… let your light shine … – Jesus, as quoted in Matthew 5:16 NIV
I remember the moment clearly. A spanking new student teacher, I stood in front of a classroom for the first time. Perhaps I was a bit nervous. I don’t remember. What I do remember is, at that moment, a light went on inside me—and has never gone out.
I’d found my calling—the purpose for which I was created—and joy flooded my soul.
The road to that moment wasn’t easy. Growing up in the shadow of a gifted and popular older sister, I struggled with self-confidence and wormed my way through an identity crisis before the term was even coined. It didn’t help that I looked and sounded like my older sister Judy (I didn’t think so, but everyone else did).
In school, teachers wondered why I didn’t get the grades Judy did. And I wondered why my classmates didn’t like me as much her classmates liked her. Mine mockingly called me “Miss Popularity.” When we got older and the boys started coming around—not for me, of course—I found it to my advantage that our voices sounded alike over the phone.

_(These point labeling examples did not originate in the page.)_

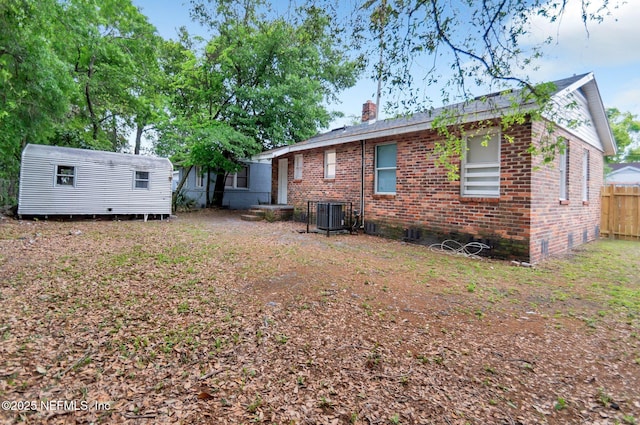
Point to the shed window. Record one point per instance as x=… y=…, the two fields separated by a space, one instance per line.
x=65 y=175
x=330 y=165
x=199 y=176
x=585 y=176
x=481 y=166
x=239 y=180
x=386 y=168
x=141 y=180
x=297 y=167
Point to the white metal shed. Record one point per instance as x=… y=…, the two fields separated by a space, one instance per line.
x=67 y=181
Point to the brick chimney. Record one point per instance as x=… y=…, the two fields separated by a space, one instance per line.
x=369 y=111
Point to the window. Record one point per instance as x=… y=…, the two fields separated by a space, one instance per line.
x=141 y=180
x=386 y=168
x=564 y=170
x=481 y=166
x=239 y=180
x=65 y=175
x=297 y=167
x=199 y=177
x=585 y=176
x=330 y=165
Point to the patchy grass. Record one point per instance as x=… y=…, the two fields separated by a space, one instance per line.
x=210 y=319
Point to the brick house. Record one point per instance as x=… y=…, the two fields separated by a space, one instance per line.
x=504 y=197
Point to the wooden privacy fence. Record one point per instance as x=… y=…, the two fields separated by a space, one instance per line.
x=620 y=218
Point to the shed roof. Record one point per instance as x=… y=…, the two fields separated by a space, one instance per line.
x=74 y=154
x=484 y=107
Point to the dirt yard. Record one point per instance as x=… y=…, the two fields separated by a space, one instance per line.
x=209 y=319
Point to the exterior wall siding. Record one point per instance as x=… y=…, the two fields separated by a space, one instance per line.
x=104 y=183
x=527 y=222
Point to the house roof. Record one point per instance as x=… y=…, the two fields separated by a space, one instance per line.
x=482 y=108
x=61 y=153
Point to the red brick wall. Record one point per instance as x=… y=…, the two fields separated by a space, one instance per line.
x=427 y=201
x=555 y=224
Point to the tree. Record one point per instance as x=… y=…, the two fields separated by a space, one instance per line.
x=112 y=49
x=259 y=83
x=75 y=73
x=626 y=131
x=460 y=46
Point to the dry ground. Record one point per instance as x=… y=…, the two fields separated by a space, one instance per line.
x=208 y=319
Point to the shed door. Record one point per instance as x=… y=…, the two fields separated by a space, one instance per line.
x=283 y=168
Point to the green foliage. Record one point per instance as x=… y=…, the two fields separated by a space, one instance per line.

It wasn’t until college—and nearly a hundred miles from my hometown, where no one knew Judy existed—that I finally found myself. I didn’t have to bask in anyone else’s light. I was free to shine my own.
But old habits die hard. In the let’s-mock-Michele years, I’d learned it was better to hide in a corner than risk attention if I let my light shine too brightly. People have a way of putting you in what they think is your place—and it isn’t to outshine them. I found that if I was too good at what I did, people would get envious and not like me. And I wanted to be liked. Besides, I thought hiding in a corner, not letting my light shine, was being humble.
Is that why God created me? Or you? To hide in a corner? Has He not given each person at least a seed of talent that we are to develop and use for Him (Matthew 25:14–30)? And hasn’t He given each of us a special place in His kingdom? A unique job to do? And hasn’t He given us what we need to accomplish that job? (1 Corinthians 12:7; Ephesians 4:7-13)
“You are the light of the world,” He said.
Wait a minute—isn’t Jesus the Light of the World? Yes, He is. But His physical presence is no longer on this earth. Instead, He shines through each of His followers, who are to take His light to a world where moral decay and selfish lifestyles create an ever-increasing darkness.
We are not to hide the light He has put in us under busyness (the jar/vessel in Luke 8:16 represents work) or beneath idleness (the bed). Nor are we to bury the special abilities He has planted in us.
So don’t be afraid to let your light shine, Child of God. That’s why He created you.
Dear God, let Your light shine in and through me. Amen.
Read and reflect on Matthew 5:14–16.